The map is a **network of nodes connected by flows**. A **node** is a place or partner in your supply chain. A **flow** (also called a connection) is a path that stock or demand is allowed to travel along. The planning engine only routes supply where you have drawn a flow — so the completeness of this map directly decides how good your plan is.

## The node types

| Node type             | What it represents                                                                                         |
| --------------------- | ---------------------------------------------------------------------------------------------------------- |
| **Warehouse**         | A location where you store, produce, or fulfill orders. Comes in three types (Central, Satellite, Buffer). |
| **Supplier location** | A supplier's or co-manufacturer's site where they produce or hold your stock.                              |
| **Channel**           | A sales channel — where demand comes from (a marketplace, retailer, B2B account, and so on).               |
| **Region**            | A grouping of warehouses, so you can plan and report by region.                                            |

## The flow (connection) types

| Flow type       | What it does                                                                        |
| --------------- | ----------------------------------------------------------------------------------- |
| **Transfer**    | Stock moves between two warehouses along a valid lane you have opened.              |
| **Aggregation** | One warehouse rolls up into another for planning — the two are planned as one.      |
| **Sales**       | A warehouse fulfills a channel's demand — it ties supply to where orders come from. |

## The five building blocks

Everything on this map is built from five kinds of setup, each with its own detail page:

* [Locations & warehouses](/guide/network/locations-warehouses) — where you store, make, and ship stock.
* [Suppliers & co-manufacturers](/guide/network/suppliers-co-manufacturers) — who supplies or makes your goods.
* [Channels](/guide/network/channels) — where demand comes from.
* [Products, SKUs & BOMs](/guide/network/products-skus-boms) — your catalog and how finished goods are built.
* **Regions** — groupings of warehouses for regional planning.

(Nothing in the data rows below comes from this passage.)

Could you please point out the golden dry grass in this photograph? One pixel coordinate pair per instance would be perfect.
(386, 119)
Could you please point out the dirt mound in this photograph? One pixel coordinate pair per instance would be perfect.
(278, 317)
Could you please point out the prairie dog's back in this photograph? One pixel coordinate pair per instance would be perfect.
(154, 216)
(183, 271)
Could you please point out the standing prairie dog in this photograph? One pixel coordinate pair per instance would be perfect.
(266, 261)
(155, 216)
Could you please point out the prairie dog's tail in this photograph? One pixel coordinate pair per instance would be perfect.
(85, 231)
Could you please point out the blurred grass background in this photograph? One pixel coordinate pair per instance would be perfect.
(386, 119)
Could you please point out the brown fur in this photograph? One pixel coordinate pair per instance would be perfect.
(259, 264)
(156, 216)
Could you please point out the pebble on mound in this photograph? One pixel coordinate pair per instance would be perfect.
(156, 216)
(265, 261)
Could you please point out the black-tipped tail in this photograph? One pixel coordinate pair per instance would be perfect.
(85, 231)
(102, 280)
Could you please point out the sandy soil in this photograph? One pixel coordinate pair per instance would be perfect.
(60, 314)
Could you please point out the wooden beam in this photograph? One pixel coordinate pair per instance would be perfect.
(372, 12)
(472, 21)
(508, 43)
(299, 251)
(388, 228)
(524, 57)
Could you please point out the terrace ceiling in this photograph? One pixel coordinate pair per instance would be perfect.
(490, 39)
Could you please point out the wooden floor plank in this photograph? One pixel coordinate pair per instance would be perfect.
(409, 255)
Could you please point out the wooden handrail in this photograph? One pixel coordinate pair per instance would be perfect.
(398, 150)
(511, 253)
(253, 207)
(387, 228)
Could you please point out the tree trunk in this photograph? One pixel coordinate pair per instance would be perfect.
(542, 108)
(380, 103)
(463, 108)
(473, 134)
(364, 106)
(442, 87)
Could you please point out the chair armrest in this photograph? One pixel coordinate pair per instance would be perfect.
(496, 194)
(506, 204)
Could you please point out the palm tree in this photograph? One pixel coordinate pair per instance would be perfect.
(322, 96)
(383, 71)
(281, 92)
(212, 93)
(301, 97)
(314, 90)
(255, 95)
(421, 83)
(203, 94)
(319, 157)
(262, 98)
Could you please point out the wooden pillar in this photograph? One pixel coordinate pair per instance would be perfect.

## How it affects planning

The engine follows your map exactly. Supply flows from a supplier into a warehouse, moves between warehouses along the **transfer** lanes you open, and reaches customers through the **sales** flows that connect warehouses to channels.

That means gaps in the map become gaps in the plan. If a warehouse has the wrong type, a supplier is never connected to the product it makes, or a transfer lane between two warehouses is missing, the engine has no path to move stock there. The demand still exists, but the plan cannot serve it — it shows up as an unservable shortage rather than a recommended order.

## Example

You run a Central warehouse in Ohio that feeds two Satellite warehouses, one in Texas and one in Georgia. A supplier in Mexico produces your finished goods and delivers to Ohio. Each Satellite fulfills its own regional channel.

To plan this, you model: three warehouses (one Central, two Satellite), one supplier location in Mexico, two channels, transfer lanes from Ohio to each Satellite, and sales flows tying each Satellite to its channel. With that map in place, Spherecast can pull stock from the supplier into Ohio, push it out to Texas and Georgia, and cover each channel's forecast.

> **Tip:** Build the map before you chase a planning result. Most "why won't it order?" surprises trace back to a missing warehouse type, an unmapped supplier, or an unopened transfer lane — not to the numbers.